BEIJING, July 5 (Reuters) - Activity in China's services sector rose to an 11-month high in June, a private survey showed on Tuesday, diverging from struggling manufacturing in a trend that if sustainable would indicate Beijing is making progress in rebalancing the economy.
However, a composite measure of activity fell to a four- month low, highlighting that a growing services sector may not be able to make up for a prolonged decline in the industrial economy that has pushed China's growth to 25-year lows.
The Caixin/Markit services purchasing managers' index (PMI) for June rose to 52.7 from 51.2 in May on a seasonally adjusted basis. Readings above 50 indicate an expansion on a monthly basis, while readings below signal contraction.
New business expanded at the fastest rate since July 2015, prompting services firms to hire more workers for the third month in a row, though the rate of job creation was moderate.
Beijing has been counting on a strong services sector to pick up the slack as it shifts the economy towards stronger consumption and away from a dependence on heavy industry and manufacturing exports.
"Service sector growth is now supporting the overall economy, and the expansion for services is coming at a time when the manufacturing index is contracting, suggesting the nation’s economic structure is becoming more balanced," said Zhengsheng Zhong, Director of Macroeconomic Analysis at CEBM Group.
"The government must continue to relax service sector controls to encourage its development and push forward the nation’s economic transformation."
Despite strength in the services sector, however, the Caixin/Markit composite PMI covering both manufacturing and service activity fell to 50.3 in June, down from 50.5 in May and just above the neutral mark.

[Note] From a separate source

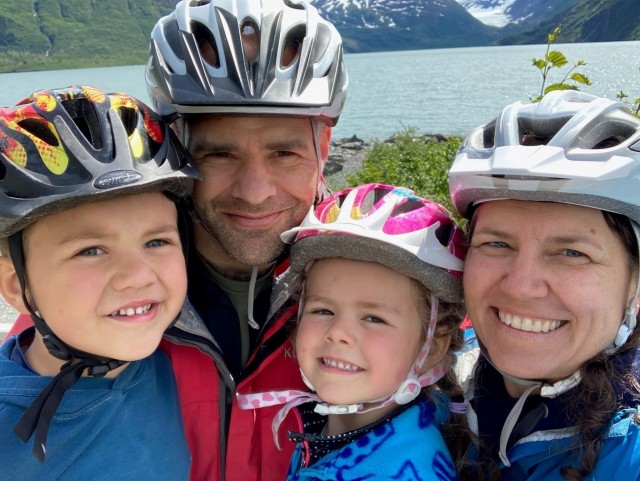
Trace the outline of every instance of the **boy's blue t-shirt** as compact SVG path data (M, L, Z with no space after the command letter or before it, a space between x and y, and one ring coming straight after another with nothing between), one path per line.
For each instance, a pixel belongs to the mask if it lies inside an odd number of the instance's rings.
M13 427L51 377L28 366L17 336L0 346L0 479L180 481L190 454L171 364L161 351L116 378L83 377L53 416L44 463Z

The findings support concerns that strength in services will not be enough to backstop growth if manufacturing continues to decline, and analysts are raising expectations of more government spending and policy easing by the central bank.

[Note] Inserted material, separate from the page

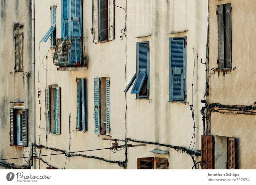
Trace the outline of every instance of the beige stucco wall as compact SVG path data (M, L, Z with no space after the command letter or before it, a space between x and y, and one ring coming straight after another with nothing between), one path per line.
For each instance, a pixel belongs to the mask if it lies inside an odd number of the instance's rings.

A composite employment indicator showed companies shed jobs for the 13th straight month in June, though official data has shown no meaningful increase in unemployment.

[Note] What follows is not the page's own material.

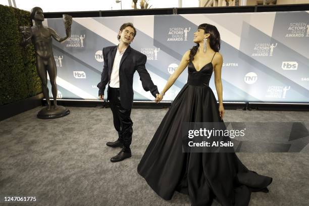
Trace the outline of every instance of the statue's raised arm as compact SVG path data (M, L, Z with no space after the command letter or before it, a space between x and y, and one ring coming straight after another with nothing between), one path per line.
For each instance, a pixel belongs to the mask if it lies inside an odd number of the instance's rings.
M33 27L21 26L20 29L23 35L21 44L26 46L32 42L35 49L36 59L36 70L42 81L42 88L44 97L46 99L47 107L41 110L38 114L38 117L42 119L50 119L62 117L70 113L70 111L62 106L58 106L57 102L58 93L56 78L57 68L53 53L53 38L60 42L63 42L71 36L71 26L72 23L72 17L67 15L63 15L66 36L61 37L56 31L49 27L45 27L42 24L44 15L42 9L34 7L30 12L30 17L34 21ZM49 100L49 91L47 86L47 73L48 73L52 93L54 97L54 107Z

A stronger reading from China's official services PMI released on Friday appeared to be driven mostly by big gains in the construction industry, which may not be sustainable.
Beijing has fast-tracked planned infrastructure spending this year to boost growth, and a strong run-up in housing prices as buying restrictions were loosened helped turn around a slowdown in property development.
Factory surveys for June showed continued pressure on manufacturers, with uncertainty from Britain's vote to exit the European Union adding to the risks for China's struggling exporters.